EBies Honor “Unsung Heroes” of High-Performance Buildings
By Paula Melton
Urban Green Council's "EBies" reward people who work behind the scenes to make existing buildings perform at the top of their game.
Urban Green Council has announced the winners of the first “EBies,” which the group is touting as “the Oscars of sustainable building.” This year’s awards honor ten projects in six categories, with the goal of acknowledging “’unsung heroes’ who have made great strides in improving environmental performance but whose accomplishments may otherwise go unheralded,” according to a press release. Buildings undergoing operational improvements or retrofits—but not gut renovations—were eligible for the awards.
Awarded for improvement across two or more categories, this prize went to Glen Neville, director at Deutsche Bank, for energy and water conservation at the bank’s U.S. headquarters at 60 Wall Street in Manhattan.
This category (combined from two after nominations were reviewed) is similar to the All-Rounder but was awarded for improvements made solely through operations, maintenance, or retrocommissioning. Toby Barlow, chief creative officer at advertising firm Team Detroit, received the award for reductions in energy and water use.
Another combined award, this prize went to Steve Allwine, building manager and director of marketing at Seattle architecture firm Johnson Braund, for strategies that have reduced average potable water use to 5 gallons per person per day at the firm’s headquarters.
Three projects received this award by tying for the highest percentage of energy savings.

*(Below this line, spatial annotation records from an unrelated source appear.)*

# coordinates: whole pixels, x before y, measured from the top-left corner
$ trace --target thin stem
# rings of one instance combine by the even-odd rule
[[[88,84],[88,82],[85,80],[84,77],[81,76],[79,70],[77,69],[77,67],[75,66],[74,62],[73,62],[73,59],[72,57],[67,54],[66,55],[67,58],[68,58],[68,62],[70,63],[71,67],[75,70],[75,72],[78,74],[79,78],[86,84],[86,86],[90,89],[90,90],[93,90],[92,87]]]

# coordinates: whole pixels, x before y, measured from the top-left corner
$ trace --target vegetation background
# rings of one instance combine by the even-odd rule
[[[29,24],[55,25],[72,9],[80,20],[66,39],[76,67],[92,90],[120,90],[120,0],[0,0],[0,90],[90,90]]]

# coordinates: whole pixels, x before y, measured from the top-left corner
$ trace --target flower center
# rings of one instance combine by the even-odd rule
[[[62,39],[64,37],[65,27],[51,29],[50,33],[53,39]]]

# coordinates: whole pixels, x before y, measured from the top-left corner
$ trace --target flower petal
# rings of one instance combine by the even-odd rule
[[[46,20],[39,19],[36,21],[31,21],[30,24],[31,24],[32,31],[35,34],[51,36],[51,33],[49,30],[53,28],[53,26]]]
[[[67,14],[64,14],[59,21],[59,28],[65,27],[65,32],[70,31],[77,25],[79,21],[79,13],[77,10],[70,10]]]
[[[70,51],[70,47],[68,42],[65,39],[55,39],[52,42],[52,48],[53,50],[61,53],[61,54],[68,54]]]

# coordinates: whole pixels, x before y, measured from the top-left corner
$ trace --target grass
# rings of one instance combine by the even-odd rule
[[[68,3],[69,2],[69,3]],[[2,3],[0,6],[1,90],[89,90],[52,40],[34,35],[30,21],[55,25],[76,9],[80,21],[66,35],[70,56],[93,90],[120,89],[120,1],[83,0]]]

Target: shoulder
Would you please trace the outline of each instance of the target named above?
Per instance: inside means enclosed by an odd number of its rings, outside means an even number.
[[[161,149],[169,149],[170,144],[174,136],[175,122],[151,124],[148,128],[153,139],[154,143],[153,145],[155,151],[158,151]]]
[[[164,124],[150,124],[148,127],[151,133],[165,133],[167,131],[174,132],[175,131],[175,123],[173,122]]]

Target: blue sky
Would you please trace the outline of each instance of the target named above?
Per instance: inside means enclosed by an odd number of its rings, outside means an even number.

Klas Haglid, P.E., R.A., principal at Haglid Engineering & Associates received it for the 145 Talmadge Road Industrial Complex in Edison, New Jersey. He shares the honor with Jesse Dillard, P.E., energy manager for the City of Dallas, for a challenging retrofit of the Dallas Museum of Art; and with Carolyn Kelty, P.E., of CMTA Consulting Engineers, for reduced energy use at Rosa Parks Elementary School in Lexington, Kentucky.
This award for the best lighting retrofit—based not only on energy savings but also on good design and productivity improvements—went to two recipients. Dennis Luster, sales representative at Facility Solutions Group, received the award for a lighting retrofit of the Fountainhead Business Park in San Antonio, Texas; and John Sarich, resident manager at William Beaver House in New York City, for lighting improvements to this multifamily building.
This award recognizes creative solutions in a renovation project, “particularly one that overcame significant barriers in a manner that is scalable,” according to Urban Green Council. Phil Silver, treasurer of 2311 4th Street Homeowners’ Association in Santa Monica, California, took home this prize for pushing past multiple financial, technical, and legal barriers in order to install an 18 kW photovoltaic array for his condominium complex. He shares the award with Marc Zuluaga, vice president and director of multifamily energy services at Steven Winter Associates, who spearheaded a comprehensive ventilation retrofit of Carlyle Towers in Caldwell, New Jersey, that has improved indoor air quality and reduced natural gas consumption by 25%. The strategy has been replicated throughout the New York metropolitan area.